RawFlow, a provider of live P2P streaming technologies, has partnered with
ChinaCache, the largest content delivery network (CDN) in China. RawFlow and ChinaCache will jointly promote Peer-To-Peer technology in the China market. ChinaCache will deploy the technology for its media delivery network and serve customers with P2P live broadcasting. China has the world's second largest internet population, with more than 132 million connections and 42 million broadband subscribers; making internet broadcast an incredibly attractive medium.
"ChinaCache is a key player in the global CDN market and well positioned in a market where live events attract the world's largest audiences online by far", Mikkel Dissing, Chief Executive Officer of RawFlow commented. "This rich live media demand introduces capacity problems and peak demand risk. When RawFlow's P2P solution is employed on top of ChinaCache's Content Delivery Network, it creates a distributed broadcast approach which not only decreases risk and cost, but also maximises scalability, thereby allowing more people to watch good quality live TV online".
With more and more content being consumed online, it becomes increasingly critical to implement new and more efficient distribution technologies such as peer-to-peer (P2P). When ChinaCache implements RawFlow as its P2P partner for live streaming, it will be able to deliver live simultaneous streams to an almost unlimited number of viewers without network congestion or server breakdown.
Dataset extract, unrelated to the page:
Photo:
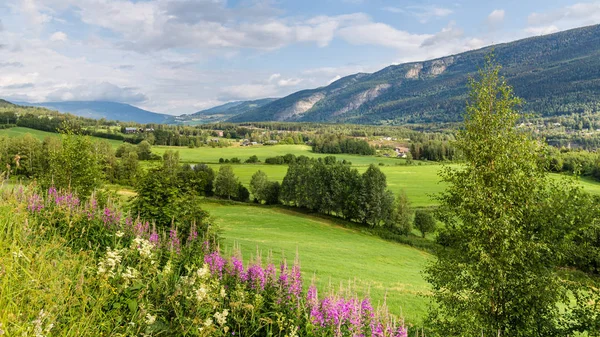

Bandwidth peaks are removed making it possible to manage large live events.
ChinaCache announced earlier this year that the total capacity of its nationwide CDN network reached 100Gbps at the end of 2006, an event which marked yet another historical milestone in the development of ChinaCache's CDN network and further demonstrates its capability in network construction.
The announcement of RawFlow's partnership with ChinaCache follows announcements of strategic partnerships with other major CDNs, namely Tiscali Business in Germany (16.10.06) and CacheLogic in the UK (19.06.06).